“It’s the snakes and ladders thing,” says Gabriel Hartley when we retreat to a quiet corner during his buzzing private view at Pippy Houldsworth Gallery to discuss the brand new works assembled. The London-based artist relates the ladder motif, recurrent in the exhibited works such as Lax and Ladder (both 2014), to “the idea of fate… moving towards something, and then sometimes it will fall back. It’s kind of like a painting analogy.”
It’s telling that the most prominent iconographic trope within this body of work loops us back into the process of making. Everything about the exhibition is redolent of process and the works on show are united by a palpable joy in materiality. When I ask Pippy Houldsworth if she’s visited the artist’s studio she grins as she describes surfaces thick with paint.
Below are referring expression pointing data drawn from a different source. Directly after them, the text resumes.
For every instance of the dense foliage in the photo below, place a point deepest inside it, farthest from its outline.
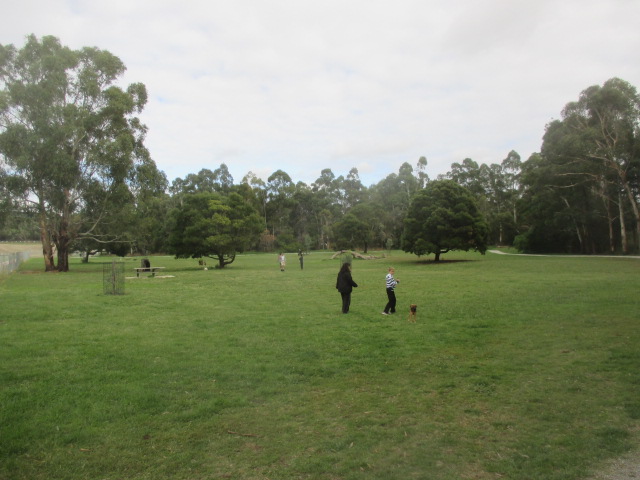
(444, 217)
(71, 146)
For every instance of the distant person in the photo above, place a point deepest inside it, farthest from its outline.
(345, 285)
(390, 283)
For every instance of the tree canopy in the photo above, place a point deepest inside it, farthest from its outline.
(215, 226)
(69, 138)
(443, 217)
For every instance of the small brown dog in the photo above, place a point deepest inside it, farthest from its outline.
(412, 312)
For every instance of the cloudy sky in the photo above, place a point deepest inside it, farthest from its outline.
(303, 85)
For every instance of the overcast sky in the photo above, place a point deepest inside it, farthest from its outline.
(303, 85)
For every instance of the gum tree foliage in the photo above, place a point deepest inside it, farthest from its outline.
(69, 138)
(443, 217)
(215, 226)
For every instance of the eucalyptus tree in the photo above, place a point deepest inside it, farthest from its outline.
(391, 198)
(280, 190)
(599, 139)
(67, 133)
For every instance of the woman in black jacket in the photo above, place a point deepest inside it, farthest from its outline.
(345, 285)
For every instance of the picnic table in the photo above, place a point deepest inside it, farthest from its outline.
(151, 270)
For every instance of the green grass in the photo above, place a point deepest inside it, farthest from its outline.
(518, 368)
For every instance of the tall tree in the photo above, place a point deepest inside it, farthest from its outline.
(67, 130)
(599, 136)
(214, 226)
(444, 217)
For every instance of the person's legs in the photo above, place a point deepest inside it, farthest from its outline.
(346, 302)
(391, 301)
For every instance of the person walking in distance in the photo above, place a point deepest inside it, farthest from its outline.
(345, 285)
(391, 283)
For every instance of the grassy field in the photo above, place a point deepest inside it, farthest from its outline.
(518, 368)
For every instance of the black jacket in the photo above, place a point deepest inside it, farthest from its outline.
(345, 283)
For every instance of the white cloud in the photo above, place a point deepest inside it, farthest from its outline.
(301, 86)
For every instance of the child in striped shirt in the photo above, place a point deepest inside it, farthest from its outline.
(391, 294)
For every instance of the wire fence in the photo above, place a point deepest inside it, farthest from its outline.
(11, 261)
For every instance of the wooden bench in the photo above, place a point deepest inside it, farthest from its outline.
(151, 270)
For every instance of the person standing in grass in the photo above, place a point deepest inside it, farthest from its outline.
(391, 294)
(345, 285)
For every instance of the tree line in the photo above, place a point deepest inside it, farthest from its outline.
(75, 174)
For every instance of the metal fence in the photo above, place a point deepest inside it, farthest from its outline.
(113, 278)
(11, 261)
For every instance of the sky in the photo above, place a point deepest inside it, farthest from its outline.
(301, 85)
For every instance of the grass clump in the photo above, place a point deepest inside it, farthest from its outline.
(518, 367)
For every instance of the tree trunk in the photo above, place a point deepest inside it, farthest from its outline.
(623, 228)
(47, 250)
(636, 213)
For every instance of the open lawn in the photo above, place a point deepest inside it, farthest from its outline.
(518, 368)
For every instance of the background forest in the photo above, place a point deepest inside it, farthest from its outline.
(74, 174)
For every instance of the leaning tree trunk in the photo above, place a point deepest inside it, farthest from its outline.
(45, 239)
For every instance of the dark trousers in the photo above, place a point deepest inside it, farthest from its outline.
(346, 301)
(391, 304)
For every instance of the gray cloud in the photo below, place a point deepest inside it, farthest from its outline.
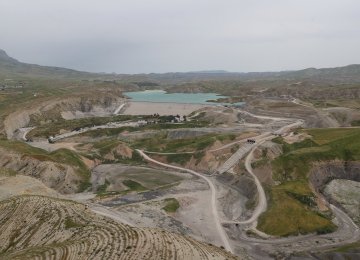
(181, 35)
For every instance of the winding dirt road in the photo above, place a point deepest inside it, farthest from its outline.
(218, 224)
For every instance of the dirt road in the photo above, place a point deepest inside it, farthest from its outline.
(217, 221)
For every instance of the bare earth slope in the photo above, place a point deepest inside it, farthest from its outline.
(35, 227)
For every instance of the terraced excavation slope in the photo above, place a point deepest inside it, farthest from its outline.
(36, 227)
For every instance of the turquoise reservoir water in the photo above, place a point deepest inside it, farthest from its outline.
(162, 96)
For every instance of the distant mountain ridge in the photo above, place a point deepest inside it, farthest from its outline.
(347, 74)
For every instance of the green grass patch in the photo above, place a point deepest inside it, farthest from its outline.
(179, 158)
(53, 128)
(171, 205)
(349, 247)
(63, 156)
(290, 214)
(160, 143)
(101, 189)
(328, 135)
(292, 206)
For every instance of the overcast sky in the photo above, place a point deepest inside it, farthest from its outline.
(142, 36)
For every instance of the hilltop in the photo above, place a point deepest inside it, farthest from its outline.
(348, 74)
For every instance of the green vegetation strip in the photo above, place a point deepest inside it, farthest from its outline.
(292, 209)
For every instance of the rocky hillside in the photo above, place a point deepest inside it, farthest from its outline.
(34, 227)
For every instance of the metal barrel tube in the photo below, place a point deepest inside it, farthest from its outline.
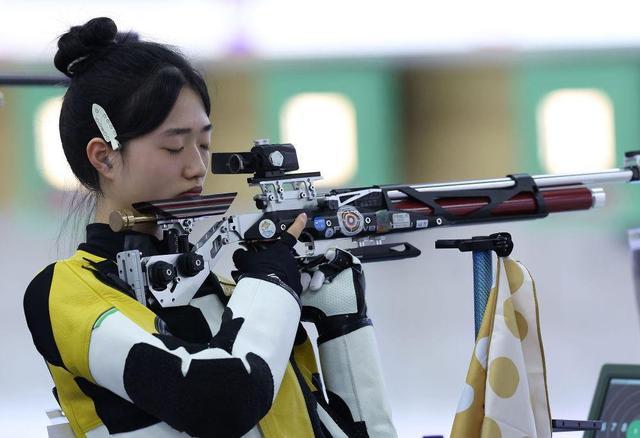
(555, 200)
(602, 177)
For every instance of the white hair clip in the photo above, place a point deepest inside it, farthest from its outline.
(105, 126)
Hartley has always been both a sculptor and a painter, and the two practices are intimately connected in his work. A close kinship is discernible here—both paintings and sculptures are characterized by a rich, textural quality that makes you want to reach out and touch. Coloring is complex in both cases. Bright neons leap out yet a long process of layering and removing paint creates an overall effect that is steady, integrated, and controlled. In fact, the relationship goes beyond mere appearance. Hartley has used the foam off-cuts from which the sculptures are made as stamps to press snaking forms onto some of the canvases. The foam is later cast through a process of freezing in resin. By showing the paintings and sculptures side by side, the exhibition draws out the solidity of the paintings and the linearity of the sculptures, positioning them as two sides of a coin, and as interlinked facets of a very particular vision.
Hartley’s dynamic, textural abstractions draw comparisons with his 20th-century forebears. When asked whether there are particular movements or artists with whom he finds an affinity he names Josef Beuys, who also employed the ladder as a symbolic device in his work, and Dieter Roth, saying he is drawn to artists with “scatalogical” tendencies in their work. I mention Abstract Expressionism and Hartley concurs; of course, monumental canvases such as Lozenges (2014) and Phase (2014) inevitably make that reference. “Either Pollock or Monet,” he says after a pause, alluding of course to the latter’s huge waterlily paintings. It’s a reference that initially takes you by surprise, but sit with it a while and it makes sense. The vigorous, dancing compositions and flashes of fluorescence that bring power and energy to these works are tempered by compositional care and a deft and subtle use of color. Up the ladders and down the snakes, a balance of sorts is maintained.